Claro, en el esfuerzo por evitar la muerte, no hay que olvidarnos de vivir. Debemos hallar el balance entre sacrificio y disfrute. Definitivamente no hay que prestar tanta atención a la diversión que en el proceso aplastemos a las personas que nos rodean y desgastemos nuestro cuerpo prematuramente, pero tampoco es aconsejable morir sin haber vivido. Es como el pensamiento crítico, tal cual lo explica Sagan, ni tan cerrado a nuevas ideas como para no cambiar nunca de opinión, ni tan abierto como para que se desparrame del cráneo el cerebro. Encontrar el punto de equilibrio exacto entre disfrute y sacrificio no es algo que se pueda hallar en un “manual del buen cosmopolita”, sino algo que cada quien tiene que descubrir por si mismo. Actividad en la cual el verbo descubrir connota una cierta dosis de invención.
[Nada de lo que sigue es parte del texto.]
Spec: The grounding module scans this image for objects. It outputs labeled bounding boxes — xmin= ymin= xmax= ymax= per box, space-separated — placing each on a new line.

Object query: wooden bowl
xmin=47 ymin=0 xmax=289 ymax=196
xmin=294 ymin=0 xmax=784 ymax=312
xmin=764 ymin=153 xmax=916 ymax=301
Tal como en la ciencia y la historia misma. 



Lecturas que recomiendo. 

-García, Gabriel, Yo no vengo a decir un discurso, Literatura Mondadori, Barcelona, 2010.
-Sagan, Carl, El Mundo y sus Demonios. La ciencia como una luz en la oscuridad, Planeta, México, 2007.
-Sartre, Jean Paul, El Existencialismo es un Humanismo, EMU, México, 2008.
-Wright, Ronald, Breve Historia del Progreso ¿Hemos aprendido al fin las lecciones del pasado?, Tendencias, Barcelona, 2006.